В те годы Софи немало времени проводила в школьной библиотеке: она с тоской глядела, как за окном бесконечный дождь хлещет по ветвям деревьев и серебрит подъездную дорожку, а потом начинала в очередной раз подсчитывать, сколько триместров осталось до окончания школы.
– Ну разве это жизнь? – шепотом вопрошала она и нарочно прижимала растопыренную пятерню к оконному стеклу, чтобы оставить на нем грязноватые отпечатки. – Только где мне ее искать, настоящую жизнь?
Настоящая жизнь! Она казалась Софи неким Великим Предприятием – так она и решила свою будущую жизнь называть. Но понятия не имела, с чего ее начать. И не с кем было посоветоваться. Или, точнее, не было никого, с кем ей хотелось бы посоветоваться.
Читая книги (а многие из них совершенно сбивали ее с толку), она поняла, что жизнь почти всегда таит некую загадку, и вообще, это штука довольно сложная, а также зачастую невероятно жестокая и несправедливая, особенно по отношению к существам женского пола.
Годы в закрытой школе-интернате «Дигбиз» были, казалось, окутаны неизбывным леденящим холодом, вызывавшим постоянный озноб. Холод пробирал тела и души воспитанниц; с дьявольским весельем насквозь пронизывал тесные лифы платьев и убогие темно-синие панталоны; но особенно от него страдали обмороженные пальцы на руках и ногах.
Это были годы строжайшего режима, основанного на убежденности в изначальном девичьем слабоволии. «Соблазнить этих девиц ничего не стоит». – На сей счет воспитатели и учителя школы имели единое и абсолютно четкое мнение.
Софи была исполнена скептицизма.
Почему, хотелось бы знать, считается, что идти по улице в пальто нараспашку – значит притягивать такую судьбу, которая хуже смерти? Почему романы Лоуренса непременно растлевают читателей?[1]

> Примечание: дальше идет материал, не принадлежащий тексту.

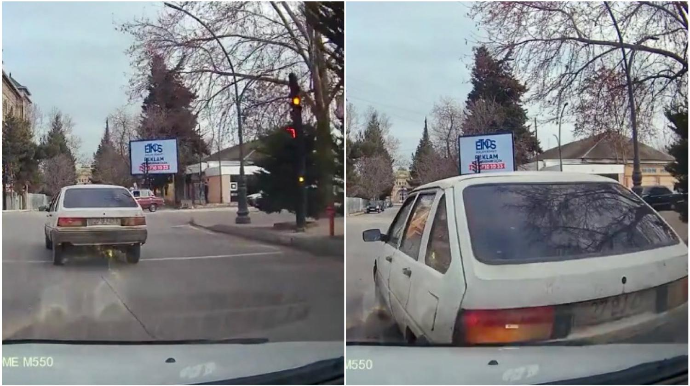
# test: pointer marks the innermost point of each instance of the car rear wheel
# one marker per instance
(58, 254)
(49, 244)
(133, 253)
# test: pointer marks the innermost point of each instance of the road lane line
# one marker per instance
(162, 258)
(214, 257)
(26, 261)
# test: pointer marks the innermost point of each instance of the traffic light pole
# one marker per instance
(296, 114)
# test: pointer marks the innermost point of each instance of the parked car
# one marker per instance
(528, 256)
(147, 199)
(374, 206)
(94, 215)
(660, 197)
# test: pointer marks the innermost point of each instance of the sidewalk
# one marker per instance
(315, 240)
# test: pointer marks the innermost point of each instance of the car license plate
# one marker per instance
(613, 308)
(103, 221)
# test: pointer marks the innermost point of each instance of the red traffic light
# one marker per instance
(292, 132)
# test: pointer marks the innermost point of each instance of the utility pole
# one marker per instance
(637, 173)
(296, 115)
(560, 119)
(536, 137)
(242, 210)
(146, 173)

Это были годы бесконечных повторений одного и того же – в каждом предложении обязательно должны быть подлежащее и сказуемое, а придаточные предложения следует непременно согласовывать с главным…

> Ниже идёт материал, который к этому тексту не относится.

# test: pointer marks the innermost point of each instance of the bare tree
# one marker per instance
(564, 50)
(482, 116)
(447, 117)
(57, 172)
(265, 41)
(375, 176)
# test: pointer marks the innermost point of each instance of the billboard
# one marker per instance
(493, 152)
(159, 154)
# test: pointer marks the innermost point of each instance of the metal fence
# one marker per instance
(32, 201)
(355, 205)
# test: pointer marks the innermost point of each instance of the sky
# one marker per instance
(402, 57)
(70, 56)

Софи вовсе не собиралась всем этим правилам подчиняться. Слова предназначены для игры, для забавы, для жонглирования. Мир слов был для нее почти равен свободе.
Это были годы жесточайшего школьного распорядка, отрицавшего, что жизнь есть дар. А потому Софи смертельно боялась поверить в правоту царивших в «Дигбиз» законов.
Софи также готова была утверждать (если бы Хетти, ее дорогая подруга Хетти Найт, не убедила ее в глупости подобных заявлений), что большинство воспитанниц школы «Дигбиз» вступают во взрослую жизнь, так и не сняв, фигурально выражаясь, свою ужасную школьную шляпку. Ту шляпку, которая будто намертво приварена у них к голове, благодаря чему их мозги так и остаются чистыми и нетронутыми – точно такими же, как в тот день, когда они впервые переступили порог школы.